Then she plopped down on a sun-dappled knoll by the lake’s edge, bag of biscuits at her side. Before bottom smacked the ground, the dirty blue-and-grey tunic and riding breeches bloomed into billowing skirts, silks overlapping in layers like a wind-tousled poppy. She smoothed them into a pillow across her lap, then reached both hands to the back of her head. Her tight braid unraveled into a frizzy red-gold mane that somehow immediately got caught in the corners of her mouth, resulting in several disgusted heartbeats spent spitting it out.
From a tiny reed flask, she tipped a dollop of scented oil on her thumb and rubbed it along the teeth of a carved comb, then began to work through the knots, using a technique of some long standing: pinning individual coils between her fingers to keep from yanking, starting at the tips and working slowly toward the scalp to avoid breaking off the brittle ends.

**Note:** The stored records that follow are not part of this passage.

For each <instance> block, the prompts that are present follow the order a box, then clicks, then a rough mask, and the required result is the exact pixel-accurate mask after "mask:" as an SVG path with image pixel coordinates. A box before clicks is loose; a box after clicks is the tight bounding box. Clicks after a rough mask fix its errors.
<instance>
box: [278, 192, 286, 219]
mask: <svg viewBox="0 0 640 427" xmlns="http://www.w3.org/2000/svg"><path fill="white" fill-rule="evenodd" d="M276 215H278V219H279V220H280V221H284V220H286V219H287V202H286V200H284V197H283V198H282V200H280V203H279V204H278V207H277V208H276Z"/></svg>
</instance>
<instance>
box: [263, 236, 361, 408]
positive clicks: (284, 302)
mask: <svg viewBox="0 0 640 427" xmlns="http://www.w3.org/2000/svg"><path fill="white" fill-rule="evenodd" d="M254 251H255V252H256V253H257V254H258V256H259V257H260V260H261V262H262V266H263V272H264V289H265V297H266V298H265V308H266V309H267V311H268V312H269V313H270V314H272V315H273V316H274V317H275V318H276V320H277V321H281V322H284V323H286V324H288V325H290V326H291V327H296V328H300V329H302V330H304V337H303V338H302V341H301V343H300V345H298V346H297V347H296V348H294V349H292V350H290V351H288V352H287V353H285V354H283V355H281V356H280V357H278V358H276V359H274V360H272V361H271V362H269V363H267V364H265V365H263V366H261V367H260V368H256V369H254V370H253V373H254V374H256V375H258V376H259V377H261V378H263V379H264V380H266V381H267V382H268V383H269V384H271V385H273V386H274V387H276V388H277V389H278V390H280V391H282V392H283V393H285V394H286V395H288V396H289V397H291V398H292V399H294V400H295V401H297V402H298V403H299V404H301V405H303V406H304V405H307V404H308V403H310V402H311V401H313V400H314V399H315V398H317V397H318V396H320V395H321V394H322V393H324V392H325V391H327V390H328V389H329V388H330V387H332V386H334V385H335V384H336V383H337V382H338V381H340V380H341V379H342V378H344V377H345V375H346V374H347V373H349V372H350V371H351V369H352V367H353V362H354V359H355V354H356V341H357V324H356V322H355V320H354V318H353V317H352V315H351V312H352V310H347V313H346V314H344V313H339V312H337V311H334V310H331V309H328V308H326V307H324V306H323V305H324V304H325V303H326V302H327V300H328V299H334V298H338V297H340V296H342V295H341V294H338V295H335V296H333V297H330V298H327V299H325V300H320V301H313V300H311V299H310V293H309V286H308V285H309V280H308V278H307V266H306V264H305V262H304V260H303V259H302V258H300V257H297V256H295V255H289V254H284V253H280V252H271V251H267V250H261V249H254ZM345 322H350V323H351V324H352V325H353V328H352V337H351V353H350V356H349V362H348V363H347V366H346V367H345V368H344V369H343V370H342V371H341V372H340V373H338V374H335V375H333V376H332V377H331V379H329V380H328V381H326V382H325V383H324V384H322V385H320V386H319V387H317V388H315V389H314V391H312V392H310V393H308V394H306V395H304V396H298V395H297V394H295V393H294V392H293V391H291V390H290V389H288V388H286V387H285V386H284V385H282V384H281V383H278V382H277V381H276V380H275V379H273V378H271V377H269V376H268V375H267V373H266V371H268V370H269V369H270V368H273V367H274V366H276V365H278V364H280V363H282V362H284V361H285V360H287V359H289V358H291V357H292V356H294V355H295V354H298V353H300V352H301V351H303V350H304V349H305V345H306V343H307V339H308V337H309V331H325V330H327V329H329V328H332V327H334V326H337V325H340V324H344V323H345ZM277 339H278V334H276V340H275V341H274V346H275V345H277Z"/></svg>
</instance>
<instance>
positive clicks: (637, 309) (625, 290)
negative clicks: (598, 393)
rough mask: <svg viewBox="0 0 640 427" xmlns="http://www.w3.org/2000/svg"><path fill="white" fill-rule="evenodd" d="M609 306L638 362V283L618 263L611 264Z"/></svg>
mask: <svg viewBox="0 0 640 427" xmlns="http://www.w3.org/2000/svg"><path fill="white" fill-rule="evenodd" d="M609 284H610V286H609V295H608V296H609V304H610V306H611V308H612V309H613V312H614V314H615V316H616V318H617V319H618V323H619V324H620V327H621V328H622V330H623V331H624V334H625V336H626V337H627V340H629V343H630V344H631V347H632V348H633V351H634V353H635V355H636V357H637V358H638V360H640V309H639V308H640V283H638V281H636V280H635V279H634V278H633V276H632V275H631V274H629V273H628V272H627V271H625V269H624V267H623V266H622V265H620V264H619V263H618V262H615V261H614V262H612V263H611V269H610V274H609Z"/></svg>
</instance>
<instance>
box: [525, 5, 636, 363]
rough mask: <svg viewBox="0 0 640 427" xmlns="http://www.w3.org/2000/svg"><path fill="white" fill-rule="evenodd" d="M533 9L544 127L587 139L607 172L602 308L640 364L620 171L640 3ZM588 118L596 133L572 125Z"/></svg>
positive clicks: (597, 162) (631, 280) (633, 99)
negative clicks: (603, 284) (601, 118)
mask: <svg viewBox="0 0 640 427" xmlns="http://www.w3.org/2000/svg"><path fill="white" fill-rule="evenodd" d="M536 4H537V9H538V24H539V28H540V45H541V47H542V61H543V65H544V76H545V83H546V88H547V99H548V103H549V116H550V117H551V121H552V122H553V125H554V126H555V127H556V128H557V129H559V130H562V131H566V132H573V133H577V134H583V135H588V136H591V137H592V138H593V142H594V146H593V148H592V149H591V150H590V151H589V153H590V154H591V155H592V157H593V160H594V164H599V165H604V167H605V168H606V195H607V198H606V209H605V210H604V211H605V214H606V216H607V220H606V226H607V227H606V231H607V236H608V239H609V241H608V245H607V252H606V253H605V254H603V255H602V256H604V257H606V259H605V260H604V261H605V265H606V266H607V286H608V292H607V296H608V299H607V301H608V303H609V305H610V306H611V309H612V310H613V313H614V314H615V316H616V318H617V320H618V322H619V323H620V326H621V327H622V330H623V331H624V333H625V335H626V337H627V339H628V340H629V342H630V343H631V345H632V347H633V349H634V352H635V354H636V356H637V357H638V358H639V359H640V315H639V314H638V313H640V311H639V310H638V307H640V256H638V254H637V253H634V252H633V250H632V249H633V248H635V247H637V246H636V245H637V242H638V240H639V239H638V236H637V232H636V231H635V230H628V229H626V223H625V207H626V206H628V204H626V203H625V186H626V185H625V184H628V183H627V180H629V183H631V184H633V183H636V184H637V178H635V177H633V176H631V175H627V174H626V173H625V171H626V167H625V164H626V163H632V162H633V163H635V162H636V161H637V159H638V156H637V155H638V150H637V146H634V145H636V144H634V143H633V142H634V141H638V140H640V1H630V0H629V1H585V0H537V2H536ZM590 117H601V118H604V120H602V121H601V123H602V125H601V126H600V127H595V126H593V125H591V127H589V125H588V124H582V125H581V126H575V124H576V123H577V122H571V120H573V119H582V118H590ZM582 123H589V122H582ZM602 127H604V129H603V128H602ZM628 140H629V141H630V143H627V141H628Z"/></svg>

As she combed, she sang, bright and cheerful and a little self-consciously silly:
Pity the fate of a fair young maiden
Wand’ring meadow and wood in fear
Useless of her to expend all her efforts
Or to flee when a shepherd draws near
Late at night as she turns to go home
He who has watched her will then appear
She must succumb to my magical pow’rs!
She cannot hope to keep her flowers
Safe, no matter how hard she try
I’m a great wizard, a wizard am I
I’m a great wizard, a wizard am I
Wand’ring meadow and wood in fear
Useless of her to expend all her efforts
Or to flee when a shepherd draws near
Late at night as she turns to go home
He who has watched her will then appear
She must succumb to my magical pow’rs!
She cannot hope to keep her flowers
Safe, no matter how hard she try
I’m a great wizard, a wizard am I
I’m a great wizard, a wizard am I
Sometimes it worked. Sometimes she ended up eating all the biscuits herself.